- Date: October 8–15
- Edition: 11th
- Category: World Series
- Draw: 32S / 16D
- Prize money: $125,000
- Surface: Hard / outdoor
- Location: Ramat HaSharon, Tel Aviv District, Israel
- Venue: Israel Tennis Centers

Champions

Singles
- Andrei Chesnokov

Doubles
- Nduka Odizor / Christo van Rensburg
| Tel Aviv Open |

= 1990 Riklis Classic =

The 1990 Riklis Classic, also known as the Tel Aviv Open, was a men's tennis tournament played on outdoor hard courts that was part of the World Series of the 1990 ATP Tour.

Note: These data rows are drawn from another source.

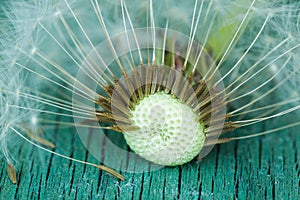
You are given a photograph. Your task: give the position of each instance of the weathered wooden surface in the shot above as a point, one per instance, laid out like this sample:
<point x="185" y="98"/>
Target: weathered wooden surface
<point x="261" y="168"/>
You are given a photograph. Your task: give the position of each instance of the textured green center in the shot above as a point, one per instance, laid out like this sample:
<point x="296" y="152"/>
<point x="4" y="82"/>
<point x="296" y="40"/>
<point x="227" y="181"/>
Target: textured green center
<point x="170" y="133"/>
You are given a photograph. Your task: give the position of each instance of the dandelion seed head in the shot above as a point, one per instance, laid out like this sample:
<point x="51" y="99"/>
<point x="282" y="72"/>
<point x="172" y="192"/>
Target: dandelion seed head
<point x="55" y="50"/>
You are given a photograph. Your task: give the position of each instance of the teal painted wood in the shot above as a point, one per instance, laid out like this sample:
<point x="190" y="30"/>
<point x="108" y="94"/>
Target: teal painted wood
<point x="266" y="167"/>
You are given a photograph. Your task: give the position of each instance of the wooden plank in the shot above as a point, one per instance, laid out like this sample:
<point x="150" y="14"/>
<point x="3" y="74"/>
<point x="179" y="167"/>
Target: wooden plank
<point x="261" y="168"/>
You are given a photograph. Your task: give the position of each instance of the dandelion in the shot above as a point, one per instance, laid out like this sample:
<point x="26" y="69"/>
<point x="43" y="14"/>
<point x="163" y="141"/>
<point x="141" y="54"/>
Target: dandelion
<point x="173" y="77"/>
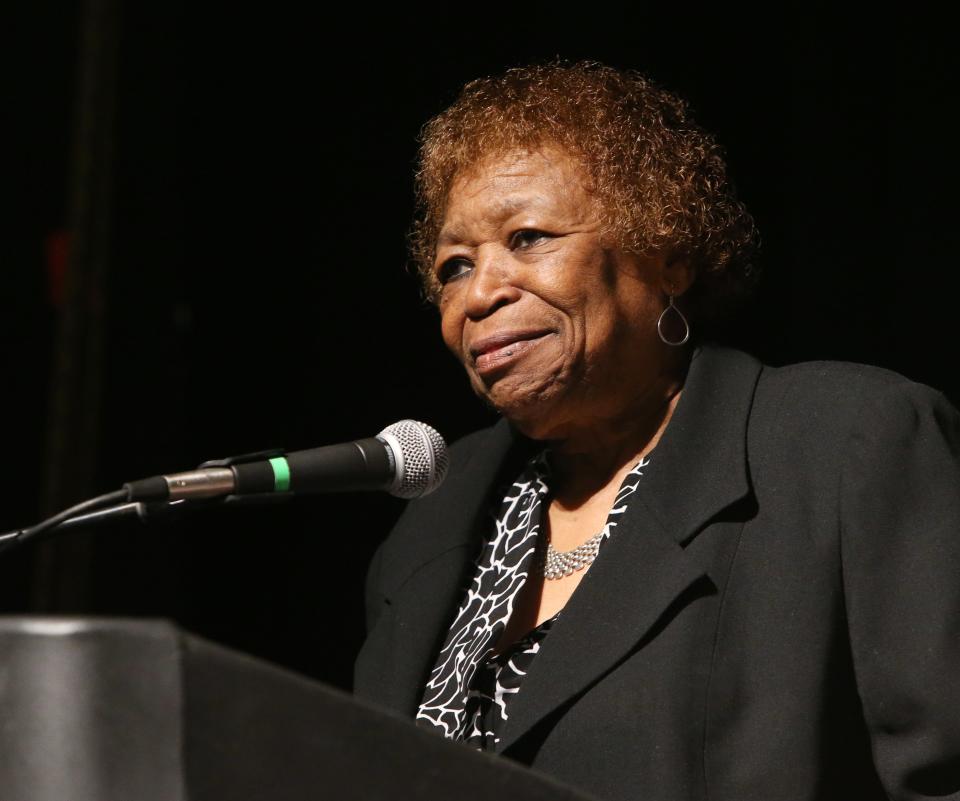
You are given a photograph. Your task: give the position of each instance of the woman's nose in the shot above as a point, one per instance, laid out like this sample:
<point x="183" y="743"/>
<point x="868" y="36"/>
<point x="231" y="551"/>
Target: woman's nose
<point x="491" y="284"/>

It was the 11th edition of the tournament and was played at the Israel Tennis Centers in the Tel Aviv District city of Ramat HaSharon, Israel from October 8 through October 15, 1990. First-seeded Andrei Chesnokov won the singles title.

==Finals==
===Singles===

URS Andrei Chesnokov defeated ISR Amos Mansdorf 6–4, 6–3
- It was Chesnokov's 2nd singles title of the year and the 6th of his career.

===Doubles===

NGR Nduka Odizor / Christo van Rensburg defeated SWE Ronnie Båthman / SWE Rikard Bergh 6–3, 6–4
- It was Odizor's 2nd title of the year and the 8th of his career. It was van Rensburg's 2nd title of the year and the 16th of his career.